Non capturing regex in combination with strings

784 views Asked by At

I want to write a program that searches within a string for one or more words. If these words are found, I want to replace them with regex_replace by something else, for this purpose let's say simply with white space " ". What I don't want, however, is replacing the stuff that might stand between them.
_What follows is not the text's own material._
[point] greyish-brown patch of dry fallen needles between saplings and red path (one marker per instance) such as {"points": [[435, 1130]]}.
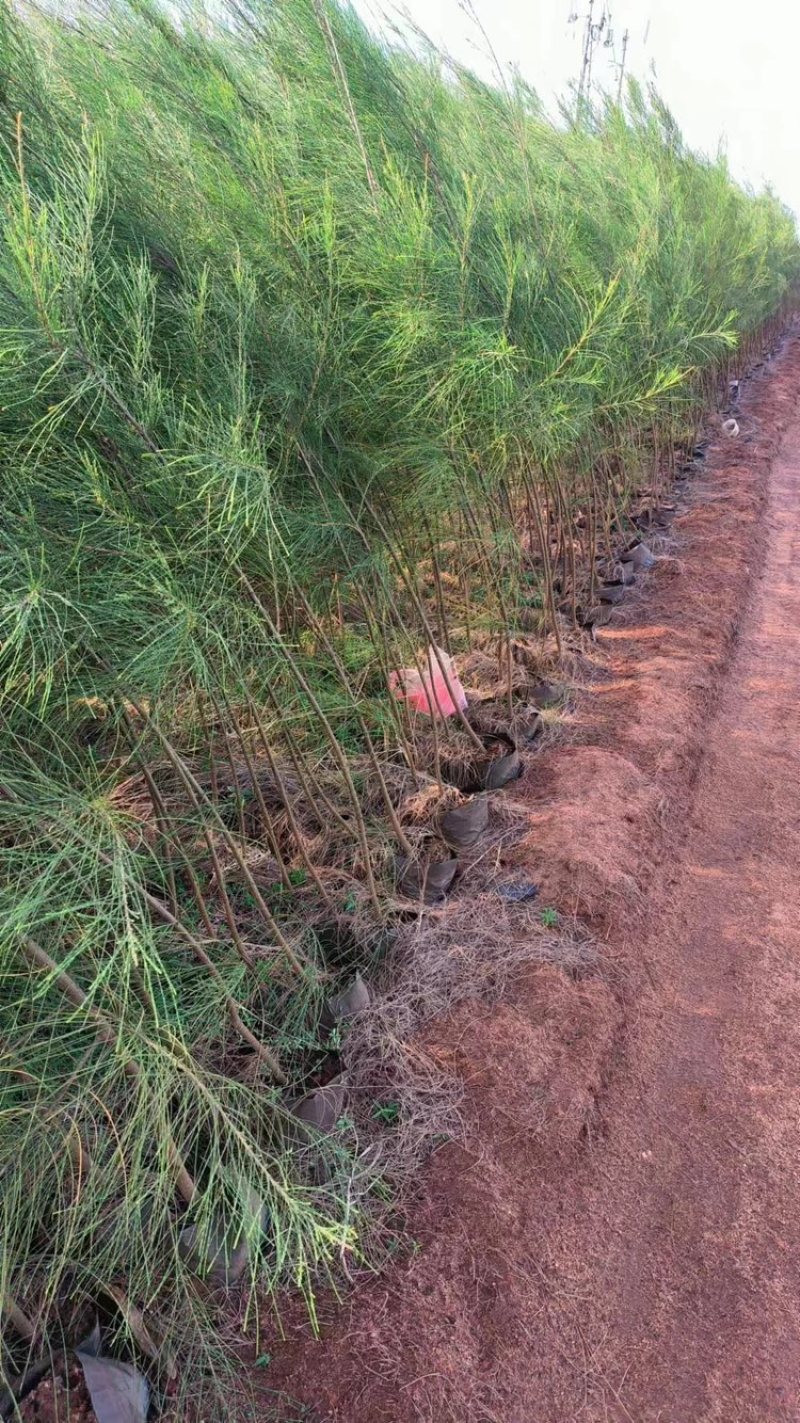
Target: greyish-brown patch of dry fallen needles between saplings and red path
{"points": [[470, 948]]}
I've written the following lines (with Viusal Studio 2015 C++):

#include <iostream>
#include <regex>

using namespace std;

int main()
{
    string test{ "Hier drin wird gesucht und auch ersetzt." };
    string a{ "drin" };
    string b{ "auch" };
    regex r( R"(\b)" + a + R"(\b.*\b)" + b + R"(\b)");
    string result = regex_replace(test, r, " ");
    cout << result << endl;
    system("pause");

    return 0;
}

I've declared variables for the words I'm looking for because for the purpose of this program they come from a file. I know that there is the concept of non capturng groups, but if I replace the line

    regex r( R"(\b)" + a + R"(\b.*\b)" + b + R"(\b)");

by

    regex r( R"(\b)" + a + R"(\b(?:.*)\b)" + b + R"(\b)");

the output is still the same, namely

Hier ersetzt.

So, everything between the two words including the two words (same thing for more words) is replaced in spite of having put the non capturing group. I think I'm messing up something with these groups. I've already tried to make three groups of the above expression, but the result was always wrong.

What is going wrong here?

1

There are 1 answers

1
Wiktor Stribiżew On BEST ANSWER

Note that a.*b is the same as a(?:.*)b. You need a capturing group (a(.*)b) instead and replace with backreference. Also, lazy *? might be a better option if you plan to match multiple occurrences of the pattern on a line (if not line, but whole string is processed, replace . with [\s\S]):

regex r( R"(\b)" + a + R"(\b(.*?)\b)" + b + R"(\b)"); // See (.*?), capturing group
string result = regex_replace(test, r, "$1");  // See $1, backreference to Group 1 contents

See the C++ demo